The majority of IBM-implemented (actual) passive Token Ring MAUs operated without the requirement of power; instead, the passive MAU used a series of relays that adjusted themselves as data is passed through: this is also why Token Ring generally used relays to terminate disconnected or failed ports. The power-less IBM 8228 Multistation Access Unit requires a special 'Setup Aid' tool to re-align the relays after the unit has been moved, which causes them to be in incorrect states: this is accomplished by a 9-volt battery sending a charge to snap the relays back in a proper state. The advantages of having a MAU operate without power is that they can be placed in areas without outlets; the disadvantage is that they must be primed each time the internal relays experience excessive force.

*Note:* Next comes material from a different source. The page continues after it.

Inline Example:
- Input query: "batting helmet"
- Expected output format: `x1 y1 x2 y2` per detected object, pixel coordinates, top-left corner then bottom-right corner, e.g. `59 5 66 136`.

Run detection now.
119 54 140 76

The IBM 8226 MAU, while containing a power jack, primarily uses this for the LEDs; relays are still used inside the unit but do not require priming.

===Bandwidth===
In theory, this networking technology supported large geographic areas (with a total ring circumference of several kilometers). But with the bandwidth shared by all stations, in practice separate networks spanning smaller areas were joined using bridges. This bridged network technology was soon displaced by high-bandwidth switched networks.

==Fault tolerance==
Multistation Access Units contain relays to short out non-operating stations. Multiple MAUs can be connected into a larger ring using their ring in and ring out connectors.

An MAU is also called a "ring in a box". The loop that used to make up the ring of the token Ring is now integrated into this device. In Token Ring, when a link is broken in the ring, the entire network goes down; however with an MAU, the broken circuit is closed within 1ms; allowing stations on the ring to have their cords unplugged without disabling the entire network.